If you think purchasing a rental property will make a great tax shelter, you may need to dig a little deeper into “passive loss limitations” and how they may affect your real estate investment.
First, consider that your rental property (like many other businesses) may not yield positive cash flow at first. Improvements to the property, tenant issues, and other expenses may end up putting you in the negative column. If you do end up with a rental loss, you are subject to complex IRS rules regarding how much of your rental losses you may deduct from other income you earn during the year.
Rental property ventures are treated differently than other business investments by the IRS. In the rental property investment realm, these are “passive loss” limitations.
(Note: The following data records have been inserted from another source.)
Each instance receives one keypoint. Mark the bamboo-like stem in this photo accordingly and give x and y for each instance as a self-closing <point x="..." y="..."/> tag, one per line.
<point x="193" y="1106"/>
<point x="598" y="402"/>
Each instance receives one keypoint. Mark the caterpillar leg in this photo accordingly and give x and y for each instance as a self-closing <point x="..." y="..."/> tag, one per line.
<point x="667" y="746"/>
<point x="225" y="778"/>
What is a Passive Activity?
The IRS recognizes two types of passive activities:
- Rentals, including both equipment and rental real estate, regardless of the level of participation.
- Trade or businesses in which the taxpayer does not materially participate.
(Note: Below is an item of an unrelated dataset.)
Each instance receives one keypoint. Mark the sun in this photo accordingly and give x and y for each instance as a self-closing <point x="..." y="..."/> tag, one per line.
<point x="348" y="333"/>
To that second point, you are considered to materially participate in an activity if you are involved in the operation of the activity on a regular, continuous, and substantial basis. Generally, real estate activities are passive activities even if you do materially participate. (There is an exception for real estate professionals, which I will discuss in a future blog.) Passive activity loss limitations are reported on your tax return using Form 8582. You can learn more here about passive and non-passive activities as defined by the IRS.
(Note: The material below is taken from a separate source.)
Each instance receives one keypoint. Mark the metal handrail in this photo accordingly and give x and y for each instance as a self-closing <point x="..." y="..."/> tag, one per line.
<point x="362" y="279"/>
What Triggers Passive Loss Limitations?
Income tax losses from rental properties and limited partnership investments in which you do not materially participate are subject to the passive loss limitations. Generally, passive losses are limited to passive activity income. Any passive losses that have been disallowed are carried forward to the next taxable year.
Special Allowance for Rental Activities
There is a special $25,000 rental loss allowance but the real estate investor must meet two conditions to qualify, based on modified adjusted gross income (MAGI) and active participation in the activity:
1 – Taxpayers with MAGI of less than $100,000 may claim up to $25,000 in rental losses. For every dollar over $100,000 the allowance is reduced by 50%, and it is completely phased out/reduced to zero when the MAGI reaches $150,000.
2 – You must also actively participate in the running of your real estate. This is a simple level to attain. You do not have to work any set number of hours to actively participate, you simply have to be the final decision maker about approving tenants, arranging for repairs, setting rents, and other management tasks. If you manage your rentals yourself, you will likely satisfy this requirement.
Disposition of Interest
Time to sell? Generally, you may deduct the entire amount of previously disallowed passive activity losses in the year you dispose of your entire interest in the activity. If you dispose of your interest in a passive activity during a divorce or by gift, the suspended losses are not deductible and adjust the basis in the property.
If you are thinking of investing in rental property as a tax shelter, it is best to discuss this somewhat complex arrangement with a qualified tax or real estate professional, or certified public accountant with expertise in real estate transactions and accounting.